Résolution : l’instauration de supports d’entretien d’évaluation et de promotion dépourvus de critères qualitatifs genrés est une étape non négligeable pour favoriser la réduction des biais et éviter l’emploi d’un langage stéréotypé lors des évaluations des collaborateur·rices. Mais en vérité, la mise en place d’une grille de salaires égalitaire (et transparente, soyons fous/folles) ainsi qu’une politique de réduction des inégalités salariales existantes restent la meilleure option à envisager.

« C’est bon pour toi la réu mardi à 19h avec ton gamin ? J’ai le numéro d’une bonne nounou si besoin »

Contexte du délit : conseillée avec une bienveillance toute relative, par un·e collègue dont le budget “nounou” mensuel flirte avec un SMIC.
Traduction : mettre des bâtons dans les roues aux mères avec lesquelles je bosse est mon passe-temps favori.
Pourquoi c’est grave : la conciliation des temps de vie pro/perso ainsi que l’organisation du travail et des tâches est au cœur des inégalités entre hommes et femmes. Certaines conditions de travail, la culture d’entreprise et les modes de management qui vont avec, restent encore trop peu « inclusifs ». Mais au lieu de pénaliser ou de faire culpabiliser les mères, et plus encore les mères solos, pourquoi ne pas les considérer comme la population par défaut qui peut tirer vers le haut toute l’entreprise vers plus d’équité ?
Résolution : envisager un programme de réduction des biais à partir d’un principe de design, voilà une solution innovante pour proposer une expérience collaborateur·rice différenciante, tout en améliorant les relations interpersonnelles en permettant à chacun·e de comprendre les problématiques rencontrées par l’autre.

« Ohhh ça va si on ne peut plus rire. Tu as tes règles ou quoi ? »

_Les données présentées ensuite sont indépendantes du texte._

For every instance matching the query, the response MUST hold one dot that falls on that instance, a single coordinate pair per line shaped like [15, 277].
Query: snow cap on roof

Contexte du délit : prononcée à la suite d’une « blague », qui n’a visiblement pas fait rire son interlocutrice.
Traduction : en manque d’argument face à ton opinion contradictoire, je me rabats sur le meilleur joker que Mère Nature m’ait donné. C’était ça où te traiter d’hystérique.
Pourquoi c’est grave : l’humour compte pour beaucoup dans la construction et l’entretien de bonnes relations entre collègues. Mais en matière de sexisme ordinaire, il agit à double tranchant en dissimulant son caractère dénigrant sous couvert de « blagues ». 80% des collaboratrices françaises affirment en avoir déjà entendues, 50% d’entre elles en ont même été la cible, et ¾ des hommes disent en avoir été témoins.
Résolution : en favorisant la tolérance aux propos et comportements sexistes, l’humour crée des injonctions paradoxales pour les femmes : celle de rire en vue de maintenir l’esprit de groupe ou celle de ne pas rire au risque de passer pour une rabat-joie. En tant que manager ou RH, le développement et l’épanouissement de vos recru·es dans leur carrière pro est une prérogative de taille. Un accompagnement qui débute par l’instauration d’un climat de confiance et de respect. Pour le maintenir, il vous revient d’user de votre pouvoir disciplinaire pour affirmer le caractère inacceptable des comportements de sexisme ordinaire.